Scientists say Earth’s existence is finite and ultimately tied to the life cycle of stars. As stars like our Sun age and exhaust their fuel, they expand and change dramatically. Observations of other star systems show that aging stars can literally “eat” nearby planets, offering a glimpse into what could eventually happen to Earth. 

Astronomers analyzing thousands of stars have found that many close-orbiting planets disappear as their host stars evolve past the main sequence. This suggests planets either spiral inward or get engulfed as stars expand into red giants — a process that may foreshadow Earth’s distant future when the Sun reaches its red giant stage billions of years from now.

Why Stars Eat Planets

Stars spend most of their lives fusing hydrogen in their cores in a phase known as the main sequence. When that hydrogen runs out, the core contracts and the outer layers expand dramatically. This transition into a red giant can stretch the star’s size to hundreds of times its original radius. 

As these outer layers balloon outward, tidal forces and intense heat can drag nearby planets inward or vaporize them entirely. Scientists see fewer close-in planets around aged stars compared with younger ones, a pattern consistent with planetary destruction over time. 

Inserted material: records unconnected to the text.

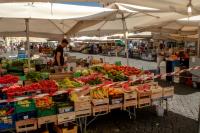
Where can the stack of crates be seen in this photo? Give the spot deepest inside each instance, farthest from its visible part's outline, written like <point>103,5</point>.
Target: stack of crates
<point>46,111</point>
<point>65,108</point>
<point>6,117</point>
<point>25,115</point>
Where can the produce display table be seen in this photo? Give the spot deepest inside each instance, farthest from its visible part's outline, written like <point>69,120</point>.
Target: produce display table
<point>73,97</point>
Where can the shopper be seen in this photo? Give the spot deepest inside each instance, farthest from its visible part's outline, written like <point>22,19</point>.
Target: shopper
<point>58,55</point>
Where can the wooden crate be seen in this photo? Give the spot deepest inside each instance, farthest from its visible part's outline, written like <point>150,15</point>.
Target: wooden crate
<point>156,93</point>
<point>100,106</point>
<point>115,106</point>
<point>84,99</point>
<point>47,119</point>
<point>144,99</point>
<point>83,113</point>
<point>26,125</point>
<point>59,76</point>
<point>100,101</point>
<point>27,82</point>
<point>168,91</point>
<point>130,103</point>
<point>83,106</point>
<point>66,130</point>
<point>130,99</point>
<point>66,117</point>
<point>130,95</point>
<point>79,106</point>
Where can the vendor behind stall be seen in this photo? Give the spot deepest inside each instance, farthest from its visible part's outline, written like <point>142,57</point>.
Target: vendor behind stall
<point>58,54</point>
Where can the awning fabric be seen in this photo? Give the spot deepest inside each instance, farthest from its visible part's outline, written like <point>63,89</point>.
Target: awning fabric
<point>45,20</point>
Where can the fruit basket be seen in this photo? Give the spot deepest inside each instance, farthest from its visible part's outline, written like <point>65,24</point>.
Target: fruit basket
<point>24,106</point>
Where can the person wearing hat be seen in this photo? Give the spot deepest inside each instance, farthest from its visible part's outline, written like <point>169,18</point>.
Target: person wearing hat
<point>58,54</point>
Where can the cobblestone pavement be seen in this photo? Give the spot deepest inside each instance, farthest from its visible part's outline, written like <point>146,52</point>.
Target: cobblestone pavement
<point>181,117</point>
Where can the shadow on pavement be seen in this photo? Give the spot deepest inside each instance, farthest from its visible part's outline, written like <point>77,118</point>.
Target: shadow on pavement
<point>179,89</point>
<point>146,122</point>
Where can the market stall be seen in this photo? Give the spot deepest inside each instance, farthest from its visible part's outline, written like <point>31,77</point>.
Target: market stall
<point>72,97</point>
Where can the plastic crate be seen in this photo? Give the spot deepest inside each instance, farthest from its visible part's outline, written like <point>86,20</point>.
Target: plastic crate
<point>6,109</point>
<point>25,115</point>
<point>24,106</point>
<point>64,107</point>
<point>7,122</point>
<point>41,112</point>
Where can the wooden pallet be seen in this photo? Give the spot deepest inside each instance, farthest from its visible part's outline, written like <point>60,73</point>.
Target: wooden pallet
<point>26,125</point>
<point>47,119</point>
<point>66,117</point>
<point>100,106</point>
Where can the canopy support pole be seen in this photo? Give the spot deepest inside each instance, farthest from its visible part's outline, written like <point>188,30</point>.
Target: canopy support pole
<point>199,121</point>
<point>125,39</point>
<point>28,43</point>
<point>198,45</point>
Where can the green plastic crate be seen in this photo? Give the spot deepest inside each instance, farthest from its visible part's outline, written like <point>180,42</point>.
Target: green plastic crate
<point>26,107</point>
<point>41,112</point>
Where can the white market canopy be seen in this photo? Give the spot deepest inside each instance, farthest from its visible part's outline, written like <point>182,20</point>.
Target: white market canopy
<point>45,20</point>
<point>166,5</point>
<point>113,24</point>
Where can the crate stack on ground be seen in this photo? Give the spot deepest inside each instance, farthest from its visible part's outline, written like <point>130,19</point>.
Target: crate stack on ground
<point>144,95</point>
<point>115,98</point>
<point>25,115</point>
<point>83,106</point>
<point>100,100</point>
<point>130,99</point>
<point>46,110</point>
<point>65,109</point>
<point>7,116</point>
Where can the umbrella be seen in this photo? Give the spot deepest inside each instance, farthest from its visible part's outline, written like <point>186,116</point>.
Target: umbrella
<point>43,20</point>
<point>125,20</point>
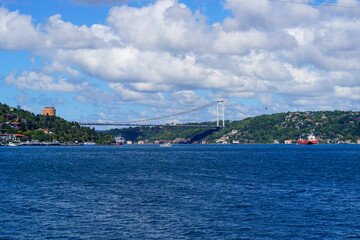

WASP-12b — an exoplanet much larger than Jupiter — is one example of a world losing mass and gradually spiraling toward its host star, where it is expected to be consumed long before the star’s red giant peak. 

What This Means for Earth

Our Sun will eventually follow the same natural progression. In about 5 billion years, it will deplete its core hydrogen and expand into a red giant, possibly engulfing the inner planets. 

Two possible futures emerge from current models:

Engulfment: The Sun’s expansion could reach Earth’s orbit and literally absorb the planet. This is the classic “planet-eating star” scenario. 

Extreme heating: Even if Earth isn’t engulfed, the vastly increased heat would boil away oceans, destroy the atmosphere, and make the planet uninhabitable long before physical contact with the Sun. 

Either way, long before this final fate, Earth will cease to be a hospitable world as stellar evolution and solar warming intensify. 

What Observations Teach Us

Astronomers have gathered evidence by studying stars at different evolutionary stages:

Surveys of tens of thousands of older stars show a marked absence of close-in planets, interpreted as signs that these planets were destroyed.

Telescope data from missions like NASA’s TESS supports tidal interactions causing orbital decay that ultimately leads planets toward their stars. 

Observations of star-planet interactions offer real, observable examples of planets being drawn into their stars before red giant expansion completes. 

These insights help scientists refine models of stellar evolution and planetary fate across the galaxy.

Broader Cosmic Context

Stars of different masses experience death differently. Massive stars may explode as supernovae, scattering heavy elements and triggering cosmic effects, including impacts on nearby planets (though not directly swallowing them in the red giant sense). 

For stars like the Sun, the life cycle ends with a white dwarf after the red giant phase, leaving behind dense cores that slowly cool over billions of years.